The Roman Catholic archbishop of Boston warned that making marijuana legal would exacerbate the opioid epidemic, entice more children to use drugs, hurt poor neighborhoods, and threaten public safety.

 “To me, this is greed trumping common sense and also undermining the common good,” he said in an interview after the meeting. “It will change the culture of this state if this legislation is passed.”

The gathering, at the archdiocesan headquarters in Braintree, included priests representing Greek and Coptic Orthodox, Episcopal, and Armenian Catholic congregations. It also included the Black Ministerial Alliance, evangelical and Pentecostal pastors, local imams, and others. The archdiocese said that Jewish leaders were invited but could not attend because of Sukkot, a holiday celebrating the fall harvest.

O’Malley hosted the group, a spokesman for the cardinal said. A representative of Rasky Baerlein Strategic Communications, a public relations firm that is working against the question — and that handles some of the church’s communications work — offered a snapshot of the current state of the campaign.

State Senator Viriato M. deMacedo, a Plymouth Republican and a leading opponent of the measure, laid out the case against what is known as Question 4.

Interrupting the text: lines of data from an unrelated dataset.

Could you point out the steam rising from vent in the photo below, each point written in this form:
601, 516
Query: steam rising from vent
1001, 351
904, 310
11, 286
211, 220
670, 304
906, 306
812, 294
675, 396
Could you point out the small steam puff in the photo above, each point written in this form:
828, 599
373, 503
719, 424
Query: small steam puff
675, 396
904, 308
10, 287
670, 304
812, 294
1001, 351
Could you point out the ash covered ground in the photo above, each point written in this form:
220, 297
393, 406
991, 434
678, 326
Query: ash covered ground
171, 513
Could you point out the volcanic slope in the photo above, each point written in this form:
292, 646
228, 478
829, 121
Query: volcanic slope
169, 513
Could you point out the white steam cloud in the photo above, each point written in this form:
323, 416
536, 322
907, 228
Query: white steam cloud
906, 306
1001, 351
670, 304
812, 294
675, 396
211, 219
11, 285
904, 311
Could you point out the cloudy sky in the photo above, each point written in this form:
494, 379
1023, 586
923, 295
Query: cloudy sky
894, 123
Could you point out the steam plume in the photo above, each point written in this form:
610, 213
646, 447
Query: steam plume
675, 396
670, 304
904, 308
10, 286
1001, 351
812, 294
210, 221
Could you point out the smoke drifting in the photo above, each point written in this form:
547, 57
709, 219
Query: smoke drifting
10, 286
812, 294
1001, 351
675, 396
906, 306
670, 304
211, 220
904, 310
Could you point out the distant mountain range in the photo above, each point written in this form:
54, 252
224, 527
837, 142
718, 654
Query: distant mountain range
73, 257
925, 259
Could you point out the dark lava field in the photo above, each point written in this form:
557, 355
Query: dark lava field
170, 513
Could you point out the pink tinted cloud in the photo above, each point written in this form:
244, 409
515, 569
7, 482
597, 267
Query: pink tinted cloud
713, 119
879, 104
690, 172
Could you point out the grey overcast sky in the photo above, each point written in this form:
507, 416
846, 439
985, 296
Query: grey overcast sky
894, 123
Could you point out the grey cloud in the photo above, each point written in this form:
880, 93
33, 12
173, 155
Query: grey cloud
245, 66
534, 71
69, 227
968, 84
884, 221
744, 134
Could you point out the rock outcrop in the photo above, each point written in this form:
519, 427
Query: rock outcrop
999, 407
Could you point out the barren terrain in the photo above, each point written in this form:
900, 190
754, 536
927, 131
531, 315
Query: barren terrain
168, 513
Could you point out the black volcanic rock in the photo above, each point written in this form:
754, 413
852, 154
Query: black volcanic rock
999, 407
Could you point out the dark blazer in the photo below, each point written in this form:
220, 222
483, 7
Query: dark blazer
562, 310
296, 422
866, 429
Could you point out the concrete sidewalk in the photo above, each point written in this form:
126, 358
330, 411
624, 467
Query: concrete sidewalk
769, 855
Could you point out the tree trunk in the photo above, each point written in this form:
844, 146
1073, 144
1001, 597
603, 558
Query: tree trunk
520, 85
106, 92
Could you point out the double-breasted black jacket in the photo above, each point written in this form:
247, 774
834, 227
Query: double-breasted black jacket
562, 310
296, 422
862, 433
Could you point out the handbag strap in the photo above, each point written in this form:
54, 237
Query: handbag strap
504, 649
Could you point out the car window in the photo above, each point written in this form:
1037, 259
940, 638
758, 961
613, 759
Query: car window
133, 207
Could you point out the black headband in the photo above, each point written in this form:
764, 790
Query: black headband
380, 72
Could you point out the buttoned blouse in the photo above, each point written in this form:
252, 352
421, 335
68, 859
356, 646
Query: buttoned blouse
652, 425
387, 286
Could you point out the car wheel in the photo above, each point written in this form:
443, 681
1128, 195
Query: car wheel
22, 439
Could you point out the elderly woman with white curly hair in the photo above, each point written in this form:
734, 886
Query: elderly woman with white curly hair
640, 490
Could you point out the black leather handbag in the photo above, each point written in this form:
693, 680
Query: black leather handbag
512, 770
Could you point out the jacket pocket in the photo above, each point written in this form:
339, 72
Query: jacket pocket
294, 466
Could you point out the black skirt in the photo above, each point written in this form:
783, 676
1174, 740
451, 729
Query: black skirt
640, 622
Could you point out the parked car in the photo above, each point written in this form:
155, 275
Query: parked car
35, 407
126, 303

O’Malley, along with the state’s other Roman Catholic bishops, said the archdiocese will ask parishes to display posters urging the faithful to “prevent marijuana companies from targeting our kids” and “join leaders in faith, government, health care, and public safety” in opposing the ballot question.

O’Malley has already sent letters to the parents of some 40,000 Catholic schoolchildren throughout the archdiocese.

The church played a pivotal role in the defeat of a 2012 ballot initiative that would have legalized doctor-assisted suicide, joining forces with other faith communities and health care providers to sink the measure with a torrent of last-minute television ads. Rasky Baerlein handled communications for that initiative, as well.

But in that case, the archdiocese and its affiliated entities sank about $2.5 million into the campaign to help defeat the initiative and raised hundreds of thousands of dollars from others outside Catholic and Christian groups, according to state campaign finance records.

O’Malley said the church would spend a relatively tiny amount on the “No on 4” campaign, and the money would help pay for some of the posters and other materials.

O’Malley said he hoped that individual Catholics would contribute on their own, however.

Jim Borghesani, a spokesman for the “Yes on 4” campaign, said none of the concerns O’Malley expressed have any basis in fact.

“No credible study” has shown marijuana to be a gateway drug, he said, and opioid overdose deaths have decreased in states that have legalized medical marijuana.

(Massachusetts voters legalized medical marijuana in 2012, but only a handful of dispensaries have opened thus far.)

“It’s unfortunate that this group of clergy are just repeating the talking points of our opponents without reaching out to us in any way whatsoever to help shape an accurate viewpoint on this,” he said.

But O’Malley said the issue seemed clear to him.

“We’re seeing this epidemic of deaths as a result of overdoses of opioids; we should be thinking how do we get people to back away from these addictive drugs, rather than making it more attractive and accessible,” the cardinal said.

“I don’t think anybody using cocaine or heroin hasn’t first used marijuana.”

The Rev. Demetrios Tonias, dean of the Annunciation Greek Orthodox Cathedral of New England, said that his pastoral experience has only solidified his position on the issue.

“You see the trajectory in your own community,” he said. “The progress of addiction, and how it goes from one drug to another.”

Tuesday’s meeting underscored the need for more congregational discussion of Question 4, said the Rev. Roberto Miranda of the Congregacion Leon de Juda, a largely Hispanic Pentacostal church in Boston.

“I was encouraged by the fact that leaders from so many different denominations and faith traditions could be unified in a very significant, passionate sort of way around a single issue,” he said.

“We all agree that it is a very serious threat to the health of our young people, and to the health of the community as a whole.”